The main insight gained from the SGLT simulation is illustrated in Fig. 3 E. Fluid inflow and vestibular tonicity rise in parallel before any significant changes occur in the unstirred layer tonicity or flow across the cell membrane. The rapid fluid inflow, which Zeuthen and colleagues observed and ascribe to carrier-mediated uphill water cotransport (9,23), is seen to be a consequence of the transported solutes. In this case, this is Na+ and 3-OMG generating a hypertonic vestibular compartment, which generates a faster osmotic flow via the transporter before any transmembrane osmotic flow resulting from solute accumulation in the outer cytosolic layers has developed.

SGLT and GLUT2

The main difference between sugar transport in SGLT and GLUT2 is that sugar is “actively” coupled to Na+ inflow; so 3-OMG concentrations are relatively higher in the vestibular and outer cytosolic layer than those seen with GLUT2 (compare Fig. 3 F with 1 mM external 3-OMG with Fig. 2 B with 20 mM 3-OMG). However, identical principles hold for water coupling in both transporters. Comparison of the parameters between GLUT2 and SGLT reveals that SGLT has a much lower transporter activity, Vm, than GLUT2 and has a lower transporter hydraulic permeability, Pw12, than GLUT2. The model simulations indicate that phloridzin inhibits water transport across SGLT1 more effectively than phloretin inhibits water flow across GLUT2 (Table 2).
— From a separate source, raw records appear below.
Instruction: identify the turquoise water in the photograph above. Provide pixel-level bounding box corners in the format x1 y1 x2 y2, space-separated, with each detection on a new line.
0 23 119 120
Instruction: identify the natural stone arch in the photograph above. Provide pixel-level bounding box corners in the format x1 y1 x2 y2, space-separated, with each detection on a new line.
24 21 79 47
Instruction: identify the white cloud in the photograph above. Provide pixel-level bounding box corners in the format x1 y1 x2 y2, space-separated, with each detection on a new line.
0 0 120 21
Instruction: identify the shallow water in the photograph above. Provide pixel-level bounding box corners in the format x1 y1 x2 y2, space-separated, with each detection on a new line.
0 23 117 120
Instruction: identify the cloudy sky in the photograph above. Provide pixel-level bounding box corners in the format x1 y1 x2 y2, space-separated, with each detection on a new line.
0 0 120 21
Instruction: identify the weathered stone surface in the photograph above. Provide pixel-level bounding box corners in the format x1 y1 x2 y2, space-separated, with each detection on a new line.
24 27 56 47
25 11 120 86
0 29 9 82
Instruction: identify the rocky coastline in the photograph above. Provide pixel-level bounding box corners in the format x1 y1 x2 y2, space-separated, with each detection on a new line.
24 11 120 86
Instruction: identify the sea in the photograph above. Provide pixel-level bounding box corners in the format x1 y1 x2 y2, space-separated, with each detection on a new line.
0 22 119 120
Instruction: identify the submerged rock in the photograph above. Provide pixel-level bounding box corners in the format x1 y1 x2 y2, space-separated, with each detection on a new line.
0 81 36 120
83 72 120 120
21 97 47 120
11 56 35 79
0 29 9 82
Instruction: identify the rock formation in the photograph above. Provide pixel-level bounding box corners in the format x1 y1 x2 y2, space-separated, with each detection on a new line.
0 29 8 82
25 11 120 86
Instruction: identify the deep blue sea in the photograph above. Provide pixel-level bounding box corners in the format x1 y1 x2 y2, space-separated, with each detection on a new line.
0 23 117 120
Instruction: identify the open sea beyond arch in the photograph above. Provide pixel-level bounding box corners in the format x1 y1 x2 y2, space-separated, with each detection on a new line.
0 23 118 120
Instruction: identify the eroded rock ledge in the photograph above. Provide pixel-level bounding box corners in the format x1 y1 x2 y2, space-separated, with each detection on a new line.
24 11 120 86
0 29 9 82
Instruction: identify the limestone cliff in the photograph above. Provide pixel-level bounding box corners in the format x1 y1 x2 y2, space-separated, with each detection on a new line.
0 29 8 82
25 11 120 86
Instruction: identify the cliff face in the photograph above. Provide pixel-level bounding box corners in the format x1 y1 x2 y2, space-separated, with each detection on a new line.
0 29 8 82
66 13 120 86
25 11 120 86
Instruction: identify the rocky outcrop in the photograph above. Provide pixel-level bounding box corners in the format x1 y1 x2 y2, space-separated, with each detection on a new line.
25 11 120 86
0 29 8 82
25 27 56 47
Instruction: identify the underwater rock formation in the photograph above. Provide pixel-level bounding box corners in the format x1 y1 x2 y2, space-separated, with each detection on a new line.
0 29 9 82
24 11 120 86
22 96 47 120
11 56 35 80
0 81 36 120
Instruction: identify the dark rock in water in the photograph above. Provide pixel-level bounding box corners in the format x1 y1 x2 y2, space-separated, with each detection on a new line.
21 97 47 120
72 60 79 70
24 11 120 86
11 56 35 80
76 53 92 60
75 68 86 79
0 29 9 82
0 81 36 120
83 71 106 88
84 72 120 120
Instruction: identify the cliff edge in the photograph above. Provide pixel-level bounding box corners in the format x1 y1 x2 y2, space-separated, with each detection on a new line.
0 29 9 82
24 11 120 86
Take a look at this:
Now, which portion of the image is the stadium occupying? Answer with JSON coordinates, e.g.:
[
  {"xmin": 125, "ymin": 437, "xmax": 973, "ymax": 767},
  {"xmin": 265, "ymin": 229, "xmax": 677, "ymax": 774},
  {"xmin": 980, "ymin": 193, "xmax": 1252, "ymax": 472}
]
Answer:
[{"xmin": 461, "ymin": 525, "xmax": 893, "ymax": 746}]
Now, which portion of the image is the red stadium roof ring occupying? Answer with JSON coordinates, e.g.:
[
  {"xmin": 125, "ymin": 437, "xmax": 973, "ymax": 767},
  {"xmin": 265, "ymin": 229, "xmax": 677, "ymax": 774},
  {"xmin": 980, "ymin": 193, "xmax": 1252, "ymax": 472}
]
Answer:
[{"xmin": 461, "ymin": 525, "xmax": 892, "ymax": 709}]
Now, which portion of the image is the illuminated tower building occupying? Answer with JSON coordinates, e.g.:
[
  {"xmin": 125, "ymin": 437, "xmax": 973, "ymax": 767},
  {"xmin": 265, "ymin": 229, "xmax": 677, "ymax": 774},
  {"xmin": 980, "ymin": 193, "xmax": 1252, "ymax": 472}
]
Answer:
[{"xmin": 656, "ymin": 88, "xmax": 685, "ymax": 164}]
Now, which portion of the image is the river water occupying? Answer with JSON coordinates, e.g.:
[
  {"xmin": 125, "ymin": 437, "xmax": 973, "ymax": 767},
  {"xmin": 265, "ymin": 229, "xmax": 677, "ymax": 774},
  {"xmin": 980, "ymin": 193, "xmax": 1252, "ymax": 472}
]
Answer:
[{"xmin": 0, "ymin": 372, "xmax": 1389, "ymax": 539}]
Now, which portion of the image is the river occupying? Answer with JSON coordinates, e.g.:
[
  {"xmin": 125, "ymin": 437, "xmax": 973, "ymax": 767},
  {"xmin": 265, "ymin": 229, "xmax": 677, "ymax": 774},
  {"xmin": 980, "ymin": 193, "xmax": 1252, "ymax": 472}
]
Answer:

Despite the large difference in protocols between the simulations with GLUT2 and SGLT, similar values are obtained for D34 and Pw13 (Tables 1 and 2). These parameters are intrinsic to oocytes and independent of the transporters expressed in the membrane, so their similarity suggests some degree of the consistency in the model simulations.

GLUT2

Reversal of the direction of water flow after phloretin addition during 3-OMG exit across GLUT2 has been cited as evidence indicating that water outflow before phloretin addition must occur against an osmotic gradient via an alternating sugar-water carrier. Zeuthen et al. further adduced this to be evidence of 3-OMG-coupled water cotransport (7,9). They suggest that estimates of water inflow via the transporter during phase 1 can be obtained by subtraction of the water inflow after exposure to phloretin (phase 3) from the water flow during net inflow before removal of external 3-OMG (phase 1) (7).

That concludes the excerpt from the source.